I don’t know about you, but every conversation I’ve had lately has been about the big question: What is going to happen with kids and schools in the fall?! No one has good answers, and no one feels 100% confident in their decisions (although this resource guide from Boston Moms definitely helps!). It’s messy and complicated, and no decision feels totally right.
About a week ago, however, I realized I wanted to pivot in how I thought about the fall. Without changing a single factor or circumstance, I realized I could look at the fall with fear — or I could look at it as an opportunity for growth. Rather than agonize over keeping my kids safe and making the right school decision, I wanted to dream about the unique possibilities this year might hold for them.
Here are a few of the unique opportunities I’m excited about!
I’m excited my kids will get to learn the F word and grow in their ability to adapt.
“Flexibility” is the F word I’m thinking of, but it sticks in your brain better when I just call it the F word. Regardless of what choice you make school-wise, it will in all likelihood be *different* than it would have been. My hope is that this unique fall — with its abnormal conditions, rapid changes, and potential disruption to routines — will force my children to flex their adaptability muscles and grow in their abilities to adjust quickly to changes.

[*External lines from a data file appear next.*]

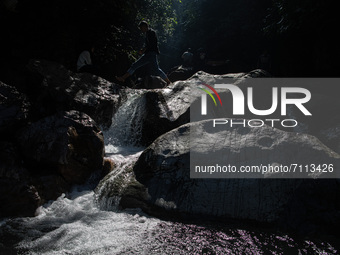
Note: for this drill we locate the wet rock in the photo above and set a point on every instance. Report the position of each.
(181, 73)
(67, 143)
(61, 89)
(150, 82)
(158, 111)
(18, 195)
(163, 168)
(14, 109)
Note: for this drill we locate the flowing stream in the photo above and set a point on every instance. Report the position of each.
(82, 223)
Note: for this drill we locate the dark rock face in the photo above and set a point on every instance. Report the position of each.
(68, 143)
(14, 109)
(18, 195)
(60, 89)
(181, 74)
(163, 168)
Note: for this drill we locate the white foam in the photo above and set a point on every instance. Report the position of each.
(81, 227)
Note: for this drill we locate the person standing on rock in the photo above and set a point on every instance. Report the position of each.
(149, 55)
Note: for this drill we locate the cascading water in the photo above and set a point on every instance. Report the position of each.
(88, 222)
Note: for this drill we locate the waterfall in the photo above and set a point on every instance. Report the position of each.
(127, 124)
(88, 222)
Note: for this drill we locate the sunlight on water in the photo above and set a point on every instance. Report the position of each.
(90, 222)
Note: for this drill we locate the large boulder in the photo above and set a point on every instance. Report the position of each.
(151, 113)
(18, 195)
(67, 143)
(58, 88)
(163, 168)
(14, 109)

This year has felt hard in SO so many ways. But through it all, my kids have not lost their silliness, their senses of humor, or their ability to turn everything into a fart joke. Our increased flexibility has meant a lot more opportunities for laughter and spontaneous adventures, and I hope that continues this fall.

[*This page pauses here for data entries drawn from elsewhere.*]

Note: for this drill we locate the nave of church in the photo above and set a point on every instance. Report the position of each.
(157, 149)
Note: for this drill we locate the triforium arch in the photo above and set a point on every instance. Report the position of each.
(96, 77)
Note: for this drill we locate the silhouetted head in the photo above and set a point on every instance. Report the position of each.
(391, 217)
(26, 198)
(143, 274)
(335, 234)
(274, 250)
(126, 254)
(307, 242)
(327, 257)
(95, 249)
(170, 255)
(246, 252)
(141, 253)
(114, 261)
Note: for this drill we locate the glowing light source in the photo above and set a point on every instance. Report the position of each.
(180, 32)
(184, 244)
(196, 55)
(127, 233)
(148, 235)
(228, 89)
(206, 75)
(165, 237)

I’m excited to see resilience and flexibility develop greater empathy.
When we were going through our cancer journey a few years ago, it used to drive me crazy when people would brush off my kids’ grief by telling me, “Well, kids are resilient — they’ll be fine.” While that is true, it often disregards legitimate pain in the process. A few months in, however, a very wise friend rephrased it. She told me that one of the greatest gifts of loss well-processed is that it builds resilience — and it also builds deeper empathy for others in uncomfortable circumstances.
Our kids are going through a lot of transitions right now. Whether learning is in person or virtual or homeschooled, it is most likely different than it would have been otherwise. And there is certain grief to that loss — no matter what wise decision is made. I think it is true that kids are fairly resilient, and in the long run, they will be fine. But my hope for my kids is that going through this season of unexpected and uncomfortable — and processing it well — will build resiliency and flexibility, and, most importantly, empathy for others.
I’m excited to see community and relationships grow deeper.
We’ve spent a lot of time together as a family, and that has had its ups and downs. But the biggest positive is the deeper relationships that have formed between my kids. Out of necessity, they are each other’s best friends and closest playmates. It’s not always sweet and endearing — we’ve had far more fights than ever before too. But as their social circles have shrunk, their relationships have deepened. Even within our “pod” of friends that we outdoor play-date with now, the relationships have gotten stronger because there are fewer of them.
While I can’t wait for big parties and large social circles again, I am also treasuring this unique moment to go deeper with my inner circles. For my kids, I’m hoping that depth of security and relationship continues this fall.
I’m excited to see a love of science and innovation grow in this generation.
My almost-4-year-old routinely tells me that “It’s time for the ‘ronavirus to be done.” When I ask her what needs to happen for that to occur, she’ll tell me that we need to wear our masks, wash our hands, and find a vaccine. My 6- and 7-year-olds are fascinated by how vaccines work, and we’ve had numerous conversations about the scientific process and how you test a hypothesis. They are curious about science in brand new ways, because of encountering a scientific obstacle. At 4, 6, and 7, my kids know more about pandemics, diseases, and the scientific method than I did in 7th or 8th grade — because this is their world right now.
When I allow myself to dream for them, I dream that this curiosity would lead them to love science and use their questions to drive innovation!